Volví a la habitación y le tomé el pulso: demasiado débil, pero innegable. Me senté a esperar en el sillón que estaba junto a la ventana. Encendí un cigarrillo no sin antes dudar (¡qué estúpido!) de si le molestaría a la mujer. Recuerdo cómo cada bocanada me tranquilizaba un poco más y me confirmaba que estaba haciendo lo correcto. Una cálida brisa agitó delicadamente las cortinas floreadas y fue imposible no acordarme de las de Mamá, de cuando vivía Mamá, de cuando todavía podía hamacarnos en el patio, llevarnos a la escuela y coser por las tardes... de sus días antes de la parálisis. De repente escuché ruidos en el pasillo; arrojé mi cigarrillo por la ventana y le tomé el pulso: no sentí nada. Nuevamente lo intenté. Un silencio apócrifo acompañó la ola helada que recorrió mi cuerpo desde los pies hasta la nuca. Sentí agua en la espalda y mi corazón latía férvidamente. A partir de ese instante el tiempo se tornó inverosímil (¿o quizás ya lo era?); todo ocurría muy lentamente, pero mi nerviosismo y mi ansiedad aumentaban sin control. Dios decidió hacer infinitamente largos esos minutos de tortura. Quizá una parte de mí, arrepentida, quiso castigarme. Observé su cara con atención y descubrí que su mirada angelical ya no estaba; había desaparecido junto a su sonrisa y al extraño brillo de sus ojos; un par lágrimas se secaban al final de su barbilla. Hora de defunción: 2.00 PM. Aterrorizado, huí del hospital, que para aquel momento ya era un laberinto de pasillos y de salas, en una escapada que pareció durar dos o cuatro horas, aunque no debió haber sido más de un par de minutos.
Me dirigí al parque que visito frecuentemente cerca de casa y me senté en el medio de un banco. Abrí mi caja de Marlboro y vi que sólo quedaba un par de cigarrillos. Me debo haber fumado ambos, aunque no lo recuerdo, pero sé que pronto todas las dudas se habían disipado. Lo peor ya había pasado y ahora estaba sereno y conforme con mi accionar. Reconocí cómo, aquella noche, hábilmente supe ver lo que nadie más que nosotros hubiera podido.  Pude liberar un alma de su encierro terrenal y comprendí, en el parque, que había cumplido un rol fundamental en el divino ciclo de las almas. Muchos desearían conducir la barca a través del Aqueronte, pero esa noche fui profusamente más relevante; debía estar orgulloso. Esa alma ahora estaba libre para ocupar el cuerpo de una niña en Bruselas, o de un varón en las selvas de Guatemala o, por qué no, de unos siameses en China, si es que los siameses también comparten el alma. Por un momento me atormentó la idea de que aquella alma pudiera haber ocupado el cuerpo de Mamá (¿te imaginas?) y yo, entonces, sin darme cuenta, fui el guarda de su karma (¿no es análoga la trama acaso?). Para los hindúes algunas historias se repiten en cierto número (par, seguramente) de vidas consecutivas, hasta que el alma puede liberarse de su karma. Algunos físicos, los más implacables, creen que el tiempo es indefectiblemente cíclico pues sólo así el universo puede estar en equilibrio; difaman, naturalmente, la idea de un karma extinguible. - El karma -dicen- sirve como combustible inagotable del motor del ciclo infernal, e infinito, de vidas.

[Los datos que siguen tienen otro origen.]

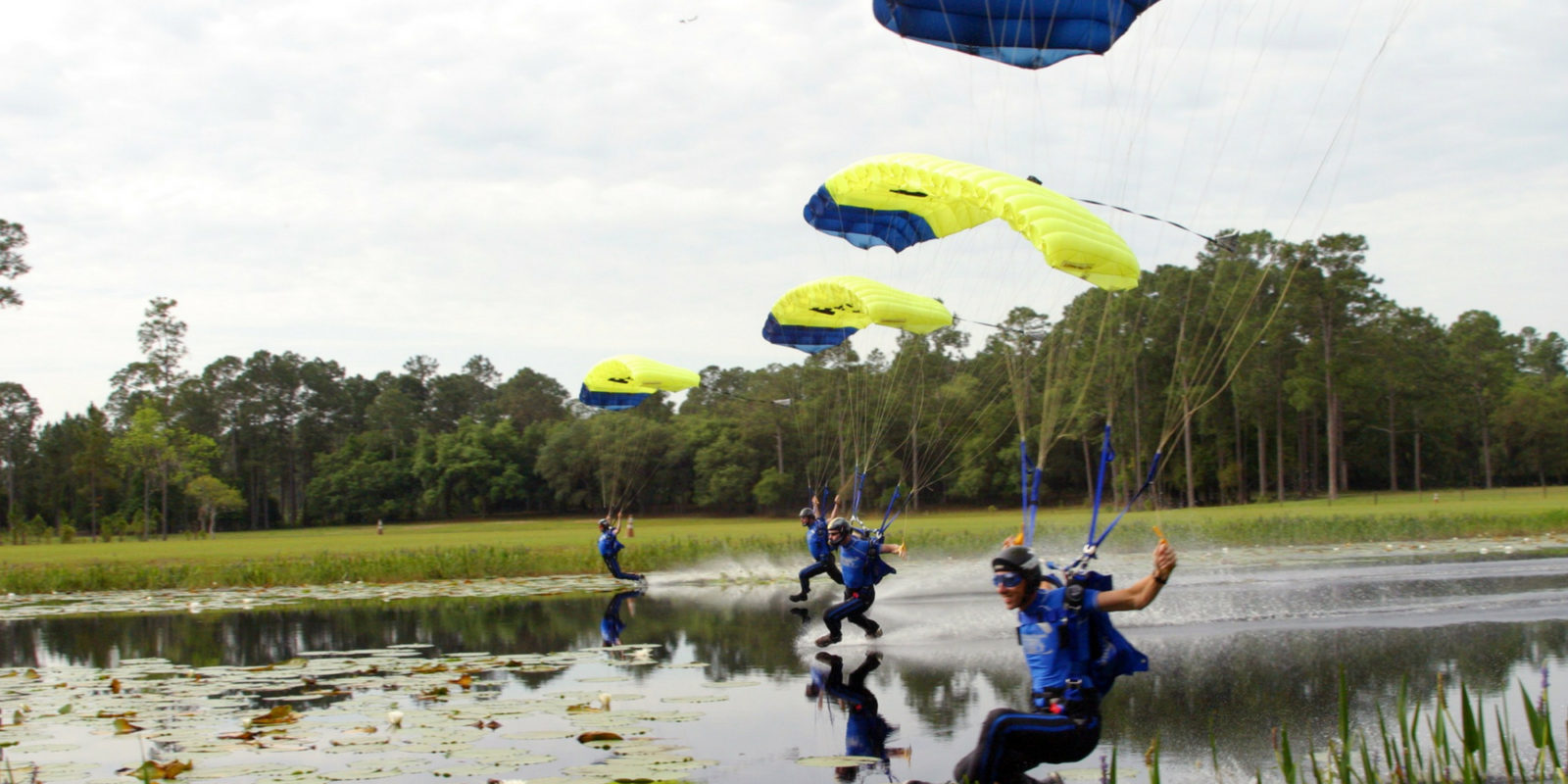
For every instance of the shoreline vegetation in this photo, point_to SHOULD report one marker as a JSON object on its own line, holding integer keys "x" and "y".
{"x": 529, "y": 548}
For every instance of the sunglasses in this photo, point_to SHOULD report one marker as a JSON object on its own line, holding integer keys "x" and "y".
{"x": 1007, "y": 579}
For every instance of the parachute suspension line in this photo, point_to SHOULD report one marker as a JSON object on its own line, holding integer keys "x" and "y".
{"x": 1029, "y": 485}
{"x": 890, "y": 514}
{"x": 1055, "y": 417}
{"x": 1092, "y": 541}
{"x": 1105, "y": 455}
{"x": 855, "y": 504}
{"x": 1222, "y": 240}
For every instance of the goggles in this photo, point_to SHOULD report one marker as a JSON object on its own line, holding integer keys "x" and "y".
{"x": 1007, "y": 579}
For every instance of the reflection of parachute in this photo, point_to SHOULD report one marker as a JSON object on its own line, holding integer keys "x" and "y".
{"x": 909, "y": 198}
{"x": 626, "y": 380}
{"x": 1024, "y": 33}
{"x": 822, "y": 314}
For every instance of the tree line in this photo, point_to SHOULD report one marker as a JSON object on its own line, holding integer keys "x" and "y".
{"x": 1264, "y": 370}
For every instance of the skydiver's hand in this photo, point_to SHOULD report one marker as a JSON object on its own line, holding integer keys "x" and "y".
{"x": 1164, "y": 561}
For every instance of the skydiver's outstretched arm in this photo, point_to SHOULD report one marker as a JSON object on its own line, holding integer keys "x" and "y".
{"x": 1144, "y": 592}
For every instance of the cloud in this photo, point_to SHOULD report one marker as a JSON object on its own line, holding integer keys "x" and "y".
{"x": 549, "y": 185}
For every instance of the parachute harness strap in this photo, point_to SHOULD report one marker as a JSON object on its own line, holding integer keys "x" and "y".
{"x": 1029, "y": 485}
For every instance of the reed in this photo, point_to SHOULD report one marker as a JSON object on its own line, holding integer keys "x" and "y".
{"x": 1423, "y": 747}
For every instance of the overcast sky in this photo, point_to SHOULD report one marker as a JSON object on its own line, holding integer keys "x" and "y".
{"x": 549, "y": 184}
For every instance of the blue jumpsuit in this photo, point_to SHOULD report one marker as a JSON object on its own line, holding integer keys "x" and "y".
{"x": 612, "y": 624}
{"x": 864, "y": 731}
{"x": 861, "y": 568}
{"x": 611, "y": 548}
{"x": 822, "y": 554}
{"x": 1063, "y": 725}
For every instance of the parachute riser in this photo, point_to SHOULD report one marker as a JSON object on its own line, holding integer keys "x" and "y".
{"x": 1092, "y": 541}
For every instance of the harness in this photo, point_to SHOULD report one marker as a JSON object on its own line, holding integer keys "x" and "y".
{"x": 1089, "y": 655}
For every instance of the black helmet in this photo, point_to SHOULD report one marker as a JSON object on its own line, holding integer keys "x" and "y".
{"x": 1021, "y": 561}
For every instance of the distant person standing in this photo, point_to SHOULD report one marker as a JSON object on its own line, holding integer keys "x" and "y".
{"x": 862, "y": 569}
{"x": 611, "y": 548}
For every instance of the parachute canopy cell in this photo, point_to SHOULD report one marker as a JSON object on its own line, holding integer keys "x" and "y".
{"x": 1024, "y": 33}
{"x": 626, "y": 380}
{"x": 909, "y": 198}
{"x": 825, "y": 313}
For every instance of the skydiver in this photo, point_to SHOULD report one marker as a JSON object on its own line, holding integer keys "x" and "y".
{"x": 820, "y": 553}
{"x": 612, "y": 624}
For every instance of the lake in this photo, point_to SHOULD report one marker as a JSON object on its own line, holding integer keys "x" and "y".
{"x": 717, "y": 676}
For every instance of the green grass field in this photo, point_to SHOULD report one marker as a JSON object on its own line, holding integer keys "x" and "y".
{"x": 510, "y": 548}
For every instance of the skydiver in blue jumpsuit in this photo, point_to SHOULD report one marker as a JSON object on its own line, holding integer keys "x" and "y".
{"x": 820, "y": 553}
{"x": 611, "y": 548}
{"x": 862, "y": 568}
{"x": 1057, "y": 629}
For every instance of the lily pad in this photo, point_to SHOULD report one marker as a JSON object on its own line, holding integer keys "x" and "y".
{"x": 839, "y": 760}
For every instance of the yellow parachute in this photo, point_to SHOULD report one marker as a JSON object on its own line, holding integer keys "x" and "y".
{"x": 626, "y": 380}
{"x": 908, "y": 198}
{"x": 825, "y": 313}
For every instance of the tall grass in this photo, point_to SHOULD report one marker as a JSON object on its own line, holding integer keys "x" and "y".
{"x": 1437, "y": 747}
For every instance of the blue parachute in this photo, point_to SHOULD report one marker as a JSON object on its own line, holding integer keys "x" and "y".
{"x": 1024, "y": 33}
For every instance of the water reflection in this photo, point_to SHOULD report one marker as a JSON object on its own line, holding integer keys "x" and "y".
{"x": 612, "y": 624}
{"x": 1219, "y": 676}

Para tu alivio, pues, —sé que odias cuando empiezo a pensar y pensar en alguna idea “rara”— un par de gorriones pasó delante de mí y me arrojó nuevamente a la realidad. Por unos días me ausenté del trabajo para poder volver descansado; aquel delirio con el espejo me había asustado. En el hospital nadie se molestó en investigar las causas de la muerte; cuando me llamaron dije que había sido una muerte natural y me creyeron.

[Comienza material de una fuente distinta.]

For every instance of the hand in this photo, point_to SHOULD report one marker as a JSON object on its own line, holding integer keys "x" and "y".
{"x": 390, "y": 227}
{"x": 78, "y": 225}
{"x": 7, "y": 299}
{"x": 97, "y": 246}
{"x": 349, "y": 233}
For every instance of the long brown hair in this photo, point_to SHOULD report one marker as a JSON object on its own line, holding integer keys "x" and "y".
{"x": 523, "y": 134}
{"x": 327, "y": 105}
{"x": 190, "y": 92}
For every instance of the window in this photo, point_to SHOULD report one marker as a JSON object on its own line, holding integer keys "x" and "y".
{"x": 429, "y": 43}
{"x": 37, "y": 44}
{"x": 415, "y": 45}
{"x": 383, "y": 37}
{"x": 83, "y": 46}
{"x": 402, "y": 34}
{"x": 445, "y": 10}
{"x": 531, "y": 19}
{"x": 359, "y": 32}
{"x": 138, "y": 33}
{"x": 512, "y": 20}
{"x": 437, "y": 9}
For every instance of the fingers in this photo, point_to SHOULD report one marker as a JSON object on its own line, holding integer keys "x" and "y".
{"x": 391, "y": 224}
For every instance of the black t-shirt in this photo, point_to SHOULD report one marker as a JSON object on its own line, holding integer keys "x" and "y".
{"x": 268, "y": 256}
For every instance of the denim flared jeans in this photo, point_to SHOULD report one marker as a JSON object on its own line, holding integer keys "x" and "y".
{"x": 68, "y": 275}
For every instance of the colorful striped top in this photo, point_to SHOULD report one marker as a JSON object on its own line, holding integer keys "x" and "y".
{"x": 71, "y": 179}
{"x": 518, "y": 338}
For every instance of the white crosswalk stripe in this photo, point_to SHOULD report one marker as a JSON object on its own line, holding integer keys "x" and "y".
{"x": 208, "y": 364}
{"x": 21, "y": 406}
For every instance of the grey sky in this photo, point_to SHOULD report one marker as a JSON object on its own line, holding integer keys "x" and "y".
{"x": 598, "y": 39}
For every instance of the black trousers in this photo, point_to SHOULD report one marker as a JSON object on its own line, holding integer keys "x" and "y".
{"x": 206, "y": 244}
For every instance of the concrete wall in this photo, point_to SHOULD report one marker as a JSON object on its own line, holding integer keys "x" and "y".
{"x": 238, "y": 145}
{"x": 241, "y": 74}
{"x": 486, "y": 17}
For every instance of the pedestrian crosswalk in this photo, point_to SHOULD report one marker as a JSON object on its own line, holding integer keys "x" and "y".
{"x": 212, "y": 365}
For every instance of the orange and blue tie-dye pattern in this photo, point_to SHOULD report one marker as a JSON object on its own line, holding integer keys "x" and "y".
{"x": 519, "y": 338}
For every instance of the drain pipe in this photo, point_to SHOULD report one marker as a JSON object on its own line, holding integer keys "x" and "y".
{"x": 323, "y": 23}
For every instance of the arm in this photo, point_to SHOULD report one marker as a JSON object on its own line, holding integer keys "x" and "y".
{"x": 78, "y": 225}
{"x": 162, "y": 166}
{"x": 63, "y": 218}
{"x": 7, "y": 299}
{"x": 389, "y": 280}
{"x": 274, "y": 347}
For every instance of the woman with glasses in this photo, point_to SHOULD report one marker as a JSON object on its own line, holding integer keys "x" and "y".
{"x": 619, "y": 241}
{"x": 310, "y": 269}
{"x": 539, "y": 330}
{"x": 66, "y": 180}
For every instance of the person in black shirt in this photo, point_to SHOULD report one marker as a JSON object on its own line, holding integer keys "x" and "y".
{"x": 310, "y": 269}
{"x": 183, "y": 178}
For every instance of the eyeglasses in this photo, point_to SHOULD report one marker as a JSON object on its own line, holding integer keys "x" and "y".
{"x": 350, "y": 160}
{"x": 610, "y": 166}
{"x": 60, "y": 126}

Te he contado todo lo que sucedió tal cual aconteció, hermano mío. ¿Qué piensas al respecto? No puedo evitar reflexionar sobre mi posible error, un error de interpretación ¿Qué tal si me he equivocado al interpretar sus ojos? Me aterra pensar que he jugado a ser Dios. ¡A veces pienso que soy un asesino hermano! ¿Me amarías igual si lo fuera?  Espero que sepas comprenderme, tú que siempre has tenido una reputación intachable, tú que has sido siempre...

La carta continúa, pero sólo repite más alabanzas y pedidos de aprobación. Mi hermano fue siempre el más débil de los dos; se la pasaba dudando de su accionar y no podía sentirse conforme sin mi asentimiento. Yo, en cambio, soy el más fuerte y el líder del par. Siempre he hecho todo por mí mismo y muchas veces pequé de impulsivo.  De cualquier forma, cuando finalicé la lectura de la carta, no estaba seguro de lo que debía hacer. Examiné con cuidado todas las posibilidades y concluí que denunciar a mi hermano era la mejor manera de protegerlo.
Al día siguiente, fui a la comisaría y mostré la carta (también en aquel momento tuve que reescribirla, pero nadie lo hubiera notado pues podía imitar su firma a la perfección). Me pidieron mi declaración y me dijeron que se comunicarían con la policía en Argentina para que pudiera ser detenido cuanto antes. Sé que lo hicieron, pues días después compré un diario argentino en un café que frecuentaban turistas; en un pequeño recuadro de alguna página del lado izquierdo se informaba que un doctor del Hospital de Clínicas estaba siendo investigado por presunto homicidio doloso y que la policía no había podido encontrarlo hasta el momento. El plan estaba funcionando como esperábamos.
Días más tarde me citó el comisario, furioso, para acusarme de haber ocultado la información, a su entender fundamental, de que éramos hermanos gemelos. El comisario Acosta dudó de la veracidad de la carta y sugirió que yo podía ser el asesino. -Una simple prueba de caligrafía -le dije-, puede demostrarle que no fui yo quien escribió esa carta, sino mi hermano. Luego de la pericia, quedó satisfecho.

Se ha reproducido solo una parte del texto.